A severe earthquake and tsunami in March 2011 devastated the Fukushima Daiichi Nuclear Power Plant, resulting in the radioactive cesium-137 contamination of neighboring lakes. Even though Lake Onuma on Mount Akagi, one of these lakes, had its contamination assessed for a while after the disaster, its long-term contamination has been unknown. A Japanese study team has now clarified this matter.

Researchers from the University of Tsukuba estimated Lake Onuma’s 137Cs radioactive content for up to 30 years after the accident in a study that was published last month in Scientific Reports.

A closed lake, like Lake Onuma, is one where the amount of input and runoff water is constrained. Just after a nuclear accident, these lakes’ radioactivity concentration drops significantly, but it thereafter may start to drop more slowly.

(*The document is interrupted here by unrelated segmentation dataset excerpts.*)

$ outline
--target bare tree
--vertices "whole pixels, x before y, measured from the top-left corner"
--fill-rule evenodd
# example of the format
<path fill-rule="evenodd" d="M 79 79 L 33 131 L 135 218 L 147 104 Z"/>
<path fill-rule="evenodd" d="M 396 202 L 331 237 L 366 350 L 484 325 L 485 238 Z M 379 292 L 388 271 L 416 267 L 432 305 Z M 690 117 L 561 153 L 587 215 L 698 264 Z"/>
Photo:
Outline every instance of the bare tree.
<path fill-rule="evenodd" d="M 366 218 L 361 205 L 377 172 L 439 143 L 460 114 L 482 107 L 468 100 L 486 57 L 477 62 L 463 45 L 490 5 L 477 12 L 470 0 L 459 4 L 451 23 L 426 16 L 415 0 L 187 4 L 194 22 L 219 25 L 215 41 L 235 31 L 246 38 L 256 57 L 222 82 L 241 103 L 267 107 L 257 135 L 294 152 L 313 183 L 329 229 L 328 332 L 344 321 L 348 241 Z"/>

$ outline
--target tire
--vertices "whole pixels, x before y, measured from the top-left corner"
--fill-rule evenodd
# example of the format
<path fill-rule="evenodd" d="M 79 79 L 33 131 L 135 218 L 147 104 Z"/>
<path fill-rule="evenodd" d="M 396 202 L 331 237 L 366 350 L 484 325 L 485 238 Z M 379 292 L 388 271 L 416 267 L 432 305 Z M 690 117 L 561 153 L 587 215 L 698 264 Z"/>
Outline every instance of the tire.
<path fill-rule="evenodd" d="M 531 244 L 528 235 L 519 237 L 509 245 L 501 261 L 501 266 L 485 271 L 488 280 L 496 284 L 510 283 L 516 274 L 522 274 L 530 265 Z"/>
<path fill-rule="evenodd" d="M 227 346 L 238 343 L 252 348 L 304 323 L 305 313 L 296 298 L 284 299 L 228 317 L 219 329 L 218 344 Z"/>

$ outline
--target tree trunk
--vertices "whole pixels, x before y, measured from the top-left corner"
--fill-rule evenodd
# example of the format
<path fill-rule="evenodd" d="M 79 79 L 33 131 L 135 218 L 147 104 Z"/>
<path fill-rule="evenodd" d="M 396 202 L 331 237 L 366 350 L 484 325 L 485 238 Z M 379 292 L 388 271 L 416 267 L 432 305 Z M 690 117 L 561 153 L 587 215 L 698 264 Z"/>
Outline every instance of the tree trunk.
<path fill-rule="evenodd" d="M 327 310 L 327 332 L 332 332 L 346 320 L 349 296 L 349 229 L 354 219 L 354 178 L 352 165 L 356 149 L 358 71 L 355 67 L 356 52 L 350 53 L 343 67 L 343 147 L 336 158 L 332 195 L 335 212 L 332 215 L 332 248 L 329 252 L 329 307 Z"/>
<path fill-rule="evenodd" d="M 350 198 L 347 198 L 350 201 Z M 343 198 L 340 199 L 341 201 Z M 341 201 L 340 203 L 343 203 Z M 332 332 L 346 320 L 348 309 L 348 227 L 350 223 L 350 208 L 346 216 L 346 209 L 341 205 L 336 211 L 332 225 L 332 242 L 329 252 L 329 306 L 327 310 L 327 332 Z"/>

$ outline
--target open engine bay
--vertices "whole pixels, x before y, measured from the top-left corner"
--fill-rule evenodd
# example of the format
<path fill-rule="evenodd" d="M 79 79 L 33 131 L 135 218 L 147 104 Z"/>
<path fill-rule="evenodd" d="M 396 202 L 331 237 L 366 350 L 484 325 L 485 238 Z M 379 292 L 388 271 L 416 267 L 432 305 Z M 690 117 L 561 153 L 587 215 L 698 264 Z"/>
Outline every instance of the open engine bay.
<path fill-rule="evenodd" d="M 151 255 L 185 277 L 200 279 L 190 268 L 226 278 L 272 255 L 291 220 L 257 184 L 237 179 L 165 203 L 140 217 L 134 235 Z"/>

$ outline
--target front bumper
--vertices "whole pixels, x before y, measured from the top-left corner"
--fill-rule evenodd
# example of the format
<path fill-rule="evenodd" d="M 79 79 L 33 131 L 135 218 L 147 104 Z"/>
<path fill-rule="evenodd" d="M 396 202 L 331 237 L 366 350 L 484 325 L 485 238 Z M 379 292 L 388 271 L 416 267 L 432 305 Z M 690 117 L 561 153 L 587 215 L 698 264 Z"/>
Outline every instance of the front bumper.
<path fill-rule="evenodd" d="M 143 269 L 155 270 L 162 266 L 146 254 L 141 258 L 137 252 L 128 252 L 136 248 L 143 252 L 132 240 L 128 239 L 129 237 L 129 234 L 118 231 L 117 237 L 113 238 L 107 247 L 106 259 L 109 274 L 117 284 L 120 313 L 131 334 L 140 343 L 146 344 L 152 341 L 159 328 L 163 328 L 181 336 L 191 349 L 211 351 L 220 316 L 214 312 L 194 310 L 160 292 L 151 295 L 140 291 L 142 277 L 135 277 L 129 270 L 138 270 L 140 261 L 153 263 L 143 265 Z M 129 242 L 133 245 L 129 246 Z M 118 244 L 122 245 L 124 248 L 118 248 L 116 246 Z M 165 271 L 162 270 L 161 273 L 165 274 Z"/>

“Previous investigations have used the two-component decay function model, which is the sum of two exponential functions, to fit the measured 137Cs radioactivity concentration,” says the author of the study, Professor Yuko Hatano. “Our work is instead based on the fractional diffusion model, a framework that captures the complex diffusion processes occurring in the lake water. These processes include convection-induced circulation, turbulent mixing, and absorption by plankton and other organisms.”

The research team developed a long-term prediction formula for the 137Cs radioactive content of both the lake water and pond smelt, a common fish species in Lake Onuma, using the fractional diffusion model. Following the Fukushima accident, they calculated the radiation levels for up to 10,000 days using this prediction technique.

“Both models fit the radioactivity concentration of the lake water and pond smelt measured in the first few years after the accident,” explains Professor Hatano. “However, our results show that the decrease in radioactivity concentration is slowed down if the fractional diffusion model is used rather than the conventional two-component decay function model.”

The methodology developed by the researchers will allow for the long-term forecast of radioactive contamination in closed lakes and offer long-term prospects for people who live nearby. The authors do point out that future measurements would be required to assess the accuracy of such a prediction for a period of time longer than 5,000 days following the Fukushima catastrophe.